By the time I was 13, I worked after school and on weekends. When I was 16, I bought my own car. The beginning of my senior year in high school, on the day I turned 18, I moved into my own apartment and did not look back for 20 years.

My path to intimacy with God was a bumpy one. A deep longing for love drove me to places I wish I had never gone. I had no understanding of acceptance or even a belief that I could be accepted because it died, crushed when I was in grade school. It was pinched off at the root by a friend who asked me why I was trying to please everyone. At the age of 12, I listened to my best buddy explain that in life you could never make even one person satisfied by your actions. And if you could manage to do every single thing for one person, that person would still not be happy with you. There would always be something more they would want. It would become a life of watching just one other person to see how to act, to dress, to play, to work…and in the end I would never know me, only them. Being accepted meant being manipulated by someone else’s expectations, so I left it behind.

I built high walls around my heart from a belief that there could be no relationships without extreme demands upon my identity. Though I did not have a clue who I was, I was convinced I would never find out by listening to others slap my every dream into place. My understanding of the power of vulnerability and the essential need for belonging is a fairly recent paradigm shift…which has led me to this backwards walk climbing the old garden wall looking for what is alive but dark that must be pulled out and what is frail but beautiful that must be nurtured for my heart to finally experience truth and beauty.

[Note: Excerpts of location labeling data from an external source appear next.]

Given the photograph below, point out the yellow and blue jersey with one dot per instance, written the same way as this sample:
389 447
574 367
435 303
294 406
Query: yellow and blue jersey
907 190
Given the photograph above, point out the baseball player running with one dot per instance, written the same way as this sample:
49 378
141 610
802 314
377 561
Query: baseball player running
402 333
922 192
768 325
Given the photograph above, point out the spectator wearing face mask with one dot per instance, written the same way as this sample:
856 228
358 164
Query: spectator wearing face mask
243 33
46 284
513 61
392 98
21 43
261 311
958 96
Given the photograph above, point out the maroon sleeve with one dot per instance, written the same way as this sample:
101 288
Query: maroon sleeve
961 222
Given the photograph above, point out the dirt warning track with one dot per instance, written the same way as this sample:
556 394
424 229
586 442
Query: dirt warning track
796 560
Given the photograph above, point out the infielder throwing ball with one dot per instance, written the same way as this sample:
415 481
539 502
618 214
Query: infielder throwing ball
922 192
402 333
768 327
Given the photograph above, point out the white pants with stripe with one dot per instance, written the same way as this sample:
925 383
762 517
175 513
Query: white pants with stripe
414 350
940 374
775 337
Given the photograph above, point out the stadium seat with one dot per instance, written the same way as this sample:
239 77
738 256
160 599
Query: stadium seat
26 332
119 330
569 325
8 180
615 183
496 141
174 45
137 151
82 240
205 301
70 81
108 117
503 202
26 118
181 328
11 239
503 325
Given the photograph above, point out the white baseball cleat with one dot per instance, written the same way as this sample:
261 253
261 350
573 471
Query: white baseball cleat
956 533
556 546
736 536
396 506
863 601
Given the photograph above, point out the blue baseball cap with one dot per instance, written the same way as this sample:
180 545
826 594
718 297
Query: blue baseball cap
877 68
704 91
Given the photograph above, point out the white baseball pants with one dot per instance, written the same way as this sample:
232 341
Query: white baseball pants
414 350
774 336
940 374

This garden of my heart is the place of my uniqueness. A place where Jesus has come in. A place where the Holy Spirit of God is helping me nurture, grow, and weed so that I may become that which I am.

Jesus is the only person, the only God, who when we look fully into His face, we see ourselves as we are completely born to be. We are reflected through His perfect love wholly accepted, touched by the beauty of the Divine, empowered to fill the true, unique space that is our own.